The Nom runtime isn't particularly fast, as one might imagine from a toy language. While I say there are optimizations, they are currently very simple. That being said, a carefully written Nom program (written with an understanding of how it compiles) can achieve performance similar to a translation of that program into Python (even performing around 10% better), which is a pleasant surprise. Make sure you build the project in release mode (cargo build --release) before doing benchmarks.

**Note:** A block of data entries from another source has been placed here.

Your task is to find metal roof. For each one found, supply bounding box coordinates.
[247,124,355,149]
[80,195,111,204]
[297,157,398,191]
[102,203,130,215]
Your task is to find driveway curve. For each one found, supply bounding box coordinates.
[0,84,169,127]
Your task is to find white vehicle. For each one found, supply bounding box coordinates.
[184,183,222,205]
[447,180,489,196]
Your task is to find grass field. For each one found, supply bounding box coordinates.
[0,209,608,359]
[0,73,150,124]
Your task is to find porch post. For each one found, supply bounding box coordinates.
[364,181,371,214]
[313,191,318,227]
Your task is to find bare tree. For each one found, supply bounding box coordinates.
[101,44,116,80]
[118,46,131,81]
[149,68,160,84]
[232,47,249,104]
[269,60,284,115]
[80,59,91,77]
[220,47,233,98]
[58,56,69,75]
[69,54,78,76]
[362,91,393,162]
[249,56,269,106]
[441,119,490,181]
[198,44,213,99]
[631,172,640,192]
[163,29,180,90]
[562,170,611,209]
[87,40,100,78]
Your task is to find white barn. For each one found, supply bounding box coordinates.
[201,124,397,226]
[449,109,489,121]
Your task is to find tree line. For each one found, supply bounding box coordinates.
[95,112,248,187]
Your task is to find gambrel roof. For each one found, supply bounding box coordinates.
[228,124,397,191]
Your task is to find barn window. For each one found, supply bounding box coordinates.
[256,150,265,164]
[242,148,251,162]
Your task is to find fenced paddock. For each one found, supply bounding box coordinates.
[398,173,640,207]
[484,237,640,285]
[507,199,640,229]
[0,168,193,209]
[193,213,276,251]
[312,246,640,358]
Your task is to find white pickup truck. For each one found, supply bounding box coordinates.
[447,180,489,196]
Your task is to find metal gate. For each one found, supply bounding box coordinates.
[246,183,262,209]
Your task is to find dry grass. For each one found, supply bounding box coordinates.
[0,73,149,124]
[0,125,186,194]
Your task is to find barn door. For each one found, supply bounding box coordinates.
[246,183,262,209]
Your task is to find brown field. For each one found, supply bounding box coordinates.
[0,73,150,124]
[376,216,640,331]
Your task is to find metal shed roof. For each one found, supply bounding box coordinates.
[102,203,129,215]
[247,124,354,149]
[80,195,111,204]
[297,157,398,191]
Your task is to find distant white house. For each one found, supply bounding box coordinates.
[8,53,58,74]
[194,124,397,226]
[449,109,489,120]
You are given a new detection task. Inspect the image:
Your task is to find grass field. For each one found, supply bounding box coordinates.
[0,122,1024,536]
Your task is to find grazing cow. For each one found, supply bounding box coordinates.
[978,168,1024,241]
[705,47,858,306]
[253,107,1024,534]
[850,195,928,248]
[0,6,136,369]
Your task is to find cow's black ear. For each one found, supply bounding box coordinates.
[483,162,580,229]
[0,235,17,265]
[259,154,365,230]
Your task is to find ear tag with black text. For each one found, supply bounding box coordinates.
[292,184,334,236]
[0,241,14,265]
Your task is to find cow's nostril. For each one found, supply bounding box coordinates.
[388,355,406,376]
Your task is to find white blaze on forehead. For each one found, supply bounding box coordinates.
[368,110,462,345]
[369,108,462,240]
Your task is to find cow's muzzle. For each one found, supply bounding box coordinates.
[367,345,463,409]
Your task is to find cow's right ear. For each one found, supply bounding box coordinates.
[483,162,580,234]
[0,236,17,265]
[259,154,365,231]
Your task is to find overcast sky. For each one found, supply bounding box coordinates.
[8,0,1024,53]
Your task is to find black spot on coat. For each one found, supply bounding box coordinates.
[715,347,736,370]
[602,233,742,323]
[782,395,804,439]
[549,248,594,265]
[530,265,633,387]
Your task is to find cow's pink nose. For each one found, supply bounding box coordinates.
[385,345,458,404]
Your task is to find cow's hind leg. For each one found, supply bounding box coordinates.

I find a test driven approach is very helpful in developing this project. There are a couple of unit tests for some modules, but the majority of tests are integration tests for new language features. To extend the language, I recommend writing a test or two with the new feature, then going through all the modules in order updating as necessary. Rust's type system is very helpful here - often I need to make just a few well thought out changes to, for instance, the AST type, and after that the rest of the work is just going through the remaining modules and making sure they compile. Rust points out all the places that need to consider how the handle the new AST variant, which is very helpful.

When I am done, cargo test should pass, with no compilation warnings either. cargo clippy (or cargo clippy -- -D clippy::pedantic) should also emit no warnings (to be fair, I have been known to silence those lints I disagree with). Finally, cargo fmt should be used to fix any formatting issues.